La symphonie du hasard |Livre 2 | Douglas Kennedy

Par Museaurania @MuseaUrania

La symphonie du hasard |Livre 2 | Douglas Kennedy

La vie nous joue parfois des tours décourageants, ma chère. Ou peut-être qu’on se les joue à soi-même…

Après le succès du premier tome de La Symphonie du Hasard qui nous emmenait à la fin des années 60 et le début des 70 en Amérique, Douglas Kennedy réitère avec la suite où nous quittons l’Oncle Sam pour les terres d’Ireland en plein bouleversement politique. Sortie en mars 2018 chez nous et traduit par Chloé Royer, il est édité par Belfond.

Dans le tome précédent, nous quittions Alice sur le quai après une énième engueulade avec sa mère alors qu’elle quittait le pays pour l’Ireland afin de poursuivre ses études à Dublin.

Découvrir un nouveau pays à travers les yeux d’Alice est le dépaysement assuré. L’Ireland fonctionne totalement différemment par rapport à l’Amérique et c’est souvent l’occasion de situation cocasse et de quiproquo. C’est un véritable choc culturel pour Alice qui pour autant prend très vite ses marques et fini par y trouver la vie bien plus douce que chez elle, bien que les rapports avec sa famille soient toujours conflictuels.
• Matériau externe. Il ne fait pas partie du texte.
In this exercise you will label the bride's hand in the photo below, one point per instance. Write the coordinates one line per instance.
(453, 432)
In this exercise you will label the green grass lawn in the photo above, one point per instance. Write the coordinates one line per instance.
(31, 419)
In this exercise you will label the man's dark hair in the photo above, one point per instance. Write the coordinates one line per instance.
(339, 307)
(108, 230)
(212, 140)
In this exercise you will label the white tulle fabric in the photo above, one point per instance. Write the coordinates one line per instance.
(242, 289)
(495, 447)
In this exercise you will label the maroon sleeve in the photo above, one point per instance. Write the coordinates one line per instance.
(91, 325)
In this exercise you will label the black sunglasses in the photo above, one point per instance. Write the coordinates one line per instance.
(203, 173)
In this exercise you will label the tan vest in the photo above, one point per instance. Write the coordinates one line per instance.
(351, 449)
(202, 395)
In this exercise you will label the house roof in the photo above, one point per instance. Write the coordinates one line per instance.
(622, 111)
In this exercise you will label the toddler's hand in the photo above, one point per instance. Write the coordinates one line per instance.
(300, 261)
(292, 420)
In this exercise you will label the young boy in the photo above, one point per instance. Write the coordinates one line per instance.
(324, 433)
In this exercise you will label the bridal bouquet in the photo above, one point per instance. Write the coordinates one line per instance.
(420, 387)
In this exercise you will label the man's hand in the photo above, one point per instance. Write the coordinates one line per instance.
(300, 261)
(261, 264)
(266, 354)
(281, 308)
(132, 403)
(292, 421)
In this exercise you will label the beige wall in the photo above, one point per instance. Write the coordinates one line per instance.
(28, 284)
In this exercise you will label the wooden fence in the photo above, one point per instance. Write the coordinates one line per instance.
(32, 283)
Ce tome est aussi l’occasion d’approfondir la vie de son frère Peter, toujours au Chili dont on ne sait pas vraiment si ses affaires sont vraiment réglo et puis, il y a le père. Ce père absent qui veille toujours discrètement sur sa fille et dont ce tome nous permet d’en apprendre beaucoup plus et qui éclaire certains passages du livre 1. C’est sûrement LA révélation la plus surprenante !
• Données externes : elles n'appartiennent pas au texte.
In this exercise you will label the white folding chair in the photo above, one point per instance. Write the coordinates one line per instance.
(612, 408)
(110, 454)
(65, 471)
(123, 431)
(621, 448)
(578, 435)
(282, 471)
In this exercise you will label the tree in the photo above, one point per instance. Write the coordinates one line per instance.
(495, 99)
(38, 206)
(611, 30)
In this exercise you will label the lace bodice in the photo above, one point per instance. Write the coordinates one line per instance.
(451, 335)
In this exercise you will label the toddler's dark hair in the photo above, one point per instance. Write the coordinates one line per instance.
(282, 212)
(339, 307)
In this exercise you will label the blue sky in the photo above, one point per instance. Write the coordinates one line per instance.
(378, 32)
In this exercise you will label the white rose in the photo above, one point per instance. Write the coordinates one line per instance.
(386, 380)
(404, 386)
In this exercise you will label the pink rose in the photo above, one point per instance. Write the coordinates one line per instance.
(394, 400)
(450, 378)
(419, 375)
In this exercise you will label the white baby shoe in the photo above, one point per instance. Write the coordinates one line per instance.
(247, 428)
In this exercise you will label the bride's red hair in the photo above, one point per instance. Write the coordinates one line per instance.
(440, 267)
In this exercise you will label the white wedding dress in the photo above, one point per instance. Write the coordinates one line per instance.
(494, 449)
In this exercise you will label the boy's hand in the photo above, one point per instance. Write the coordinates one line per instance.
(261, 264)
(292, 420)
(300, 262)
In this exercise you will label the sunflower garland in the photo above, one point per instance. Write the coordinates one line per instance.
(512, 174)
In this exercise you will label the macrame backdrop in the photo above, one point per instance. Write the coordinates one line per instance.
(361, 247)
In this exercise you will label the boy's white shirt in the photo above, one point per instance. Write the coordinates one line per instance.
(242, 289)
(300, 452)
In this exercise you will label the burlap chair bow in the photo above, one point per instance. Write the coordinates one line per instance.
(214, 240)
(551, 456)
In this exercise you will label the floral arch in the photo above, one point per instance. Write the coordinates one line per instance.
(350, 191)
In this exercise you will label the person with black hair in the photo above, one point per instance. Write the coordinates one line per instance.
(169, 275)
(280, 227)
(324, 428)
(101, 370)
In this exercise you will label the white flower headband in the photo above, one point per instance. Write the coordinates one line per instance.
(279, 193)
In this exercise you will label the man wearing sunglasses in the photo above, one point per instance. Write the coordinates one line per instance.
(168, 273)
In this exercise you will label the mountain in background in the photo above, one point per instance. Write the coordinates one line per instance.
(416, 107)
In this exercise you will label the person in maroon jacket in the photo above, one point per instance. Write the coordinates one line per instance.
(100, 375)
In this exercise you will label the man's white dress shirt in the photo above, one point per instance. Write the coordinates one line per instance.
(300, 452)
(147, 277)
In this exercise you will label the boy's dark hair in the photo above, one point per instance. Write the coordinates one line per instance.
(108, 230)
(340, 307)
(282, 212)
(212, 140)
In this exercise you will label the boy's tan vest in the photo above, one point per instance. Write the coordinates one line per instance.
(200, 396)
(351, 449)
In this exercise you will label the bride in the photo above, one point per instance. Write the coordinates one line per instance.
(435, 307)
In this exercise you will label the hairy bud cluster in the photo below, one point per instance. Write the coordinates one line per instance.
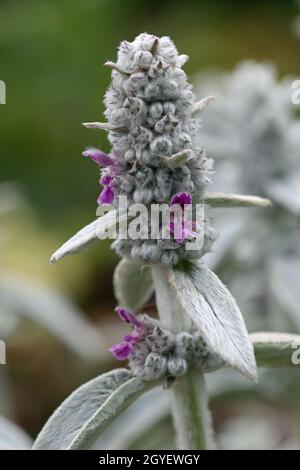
(156, 149)
(153, 352)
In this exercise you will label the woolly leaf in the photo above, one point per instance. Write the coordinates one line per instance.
(81, 418)
(133, 284)
(276, 349)
(86, 235)
(201, 296)
(235, 200)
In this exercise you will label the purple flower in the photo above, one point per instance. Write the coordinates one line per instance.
(128, 317)
(106, 196)
(181, 199)
(180, 225)
(99, 157)
(123, 350)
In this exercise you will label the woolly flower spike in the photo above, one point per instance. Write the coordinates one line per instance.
(150, 108)
(154, 352)
(156, 150)
(181, 226)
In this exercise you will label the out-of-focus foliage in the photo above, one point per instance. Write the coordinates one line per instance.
(51, 60)
(253, 133)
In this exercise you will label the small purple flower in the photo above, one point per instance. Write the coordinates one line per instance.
(128, 317)
(181, 199)
(123, 350)
(180, 225)
(101, 158)
(107, 195)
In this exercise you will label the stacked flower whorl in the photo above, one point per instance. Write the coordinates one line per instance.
(154, 137)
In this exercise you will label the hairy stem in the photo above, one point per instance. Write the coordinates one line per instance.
(190, 411)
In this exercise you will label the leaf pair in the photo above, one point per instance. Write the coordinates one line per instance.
(198, 294)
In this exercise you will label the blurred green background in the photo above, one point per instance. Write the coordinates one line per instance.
(52, 54)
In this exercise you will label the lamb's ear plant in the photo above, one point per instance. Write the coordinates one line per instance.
(157, 158)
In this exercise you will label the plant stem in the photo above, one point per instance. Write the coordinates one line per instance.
(190, 411)
(191, 415)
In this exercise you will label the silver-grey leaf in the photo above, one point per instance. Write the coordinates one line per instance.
(207, 302)
(85, 236)
(81, 418)
(284, 286)
(235, 200)
(286, 192)
(133, 285)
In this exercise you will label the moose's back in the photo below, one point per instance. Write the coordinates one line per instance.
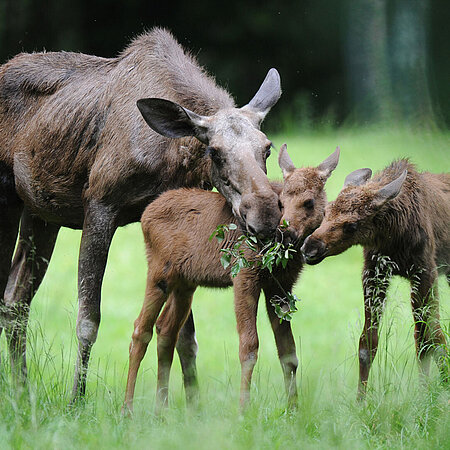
(70, 127)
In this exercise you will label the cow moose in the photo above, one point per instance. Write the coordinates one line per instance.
(180, 257)
(75, 151)
(401, 217)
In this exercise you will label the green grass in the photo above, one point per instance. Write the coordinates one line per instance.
(399, 412)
A mon sens, le livre 2 possède bien plus de sentiment que le précèdent où il y a parfois de vrais ascenseurs émotionnel. Je pense surtout à la fin qui m’a particulièrement chamboulée. Douglas Kennedy arrive à créer un attachement pour ses personnages, même les plus récents et parfois les plus mauvais. C’est une force que possède l’auteur et que j’aime retrouver dans chacun de ses écrits. Enfin, il y a tout le contexte Irlandais des années 70 assez particulier qui m’aura appris énormément de chose. Je pense à l’IRA bien entendu mais aussi à la façon dont les Irlandais ont vécus ce moment compliqué où l’avenir de ses derniers étaient souvent incertains. La peur de l’attentat étant omniprésente.
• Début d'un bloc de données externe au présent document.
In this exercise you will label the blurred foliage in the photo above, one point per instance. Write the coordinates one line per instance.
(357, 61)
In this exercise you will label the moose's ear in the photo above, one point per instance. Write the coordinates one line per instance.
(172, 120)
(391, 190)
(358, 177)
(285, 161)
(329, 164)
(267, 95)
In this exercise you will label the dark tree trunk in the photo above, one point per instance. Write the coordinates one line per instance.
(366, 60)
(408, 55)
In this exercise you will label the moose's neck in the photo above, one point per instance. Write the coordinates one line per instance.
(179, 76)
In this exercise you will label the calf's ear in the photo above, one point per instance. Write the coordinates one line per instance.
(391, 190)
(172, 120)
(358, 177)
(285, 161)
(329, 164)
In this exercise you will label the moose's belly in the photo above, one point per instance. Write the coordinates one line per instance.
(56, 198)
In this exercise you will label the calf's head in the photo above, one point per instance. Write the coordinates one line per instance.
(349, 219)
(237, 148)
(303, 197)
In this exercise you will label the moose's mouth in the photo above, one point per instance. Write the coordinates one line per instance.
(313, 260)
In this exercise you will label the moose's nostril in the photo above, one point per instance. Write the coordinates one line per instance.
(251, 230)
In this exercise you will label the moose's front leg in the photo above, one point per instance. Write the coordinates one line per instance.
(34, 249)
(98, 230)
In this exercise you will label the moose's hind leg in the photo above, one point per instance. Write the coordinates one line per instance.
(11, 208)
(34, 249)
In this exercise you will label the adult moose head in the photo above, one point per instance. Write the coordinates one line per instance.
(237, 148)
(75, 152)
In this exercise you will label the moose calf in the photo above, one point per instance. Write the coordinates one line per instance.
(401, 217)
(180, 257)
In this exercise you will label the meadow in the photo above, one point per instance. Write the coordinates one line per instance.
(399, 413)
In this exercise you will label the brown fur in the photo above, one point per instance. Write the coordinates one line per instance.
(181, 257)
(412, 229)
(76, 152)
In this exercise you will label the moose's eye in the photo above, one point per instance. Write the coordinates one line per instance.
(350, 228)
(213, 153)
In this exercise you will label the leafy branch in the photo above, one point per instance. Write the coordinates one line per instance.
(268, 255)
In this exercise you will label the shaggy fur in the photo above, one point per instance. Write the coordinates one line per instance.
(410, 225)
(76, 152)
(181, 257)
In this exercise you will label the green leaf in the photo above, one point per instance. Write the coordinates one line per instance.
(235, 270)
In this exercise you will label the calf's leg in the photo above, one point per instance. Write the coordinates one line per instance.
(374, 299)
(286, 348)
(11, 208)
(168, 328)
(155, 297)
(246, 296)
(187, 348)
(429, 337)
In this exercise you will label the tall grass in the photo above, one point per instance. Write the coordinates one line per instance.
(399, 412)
J’ai dévorée en très peu de temps celui-ci, comme le précédent et j’attends une conclusion (bien que j’ai cru comprendre qu’un quatrième tome serait en écriture) à l’image de tout le reste. Forte, mais à taille humaine, où l’Histoire chamboule et impact une vie. Douglas Kennedy, écrit avec justesse sans en faire trop. C’est simple et humble.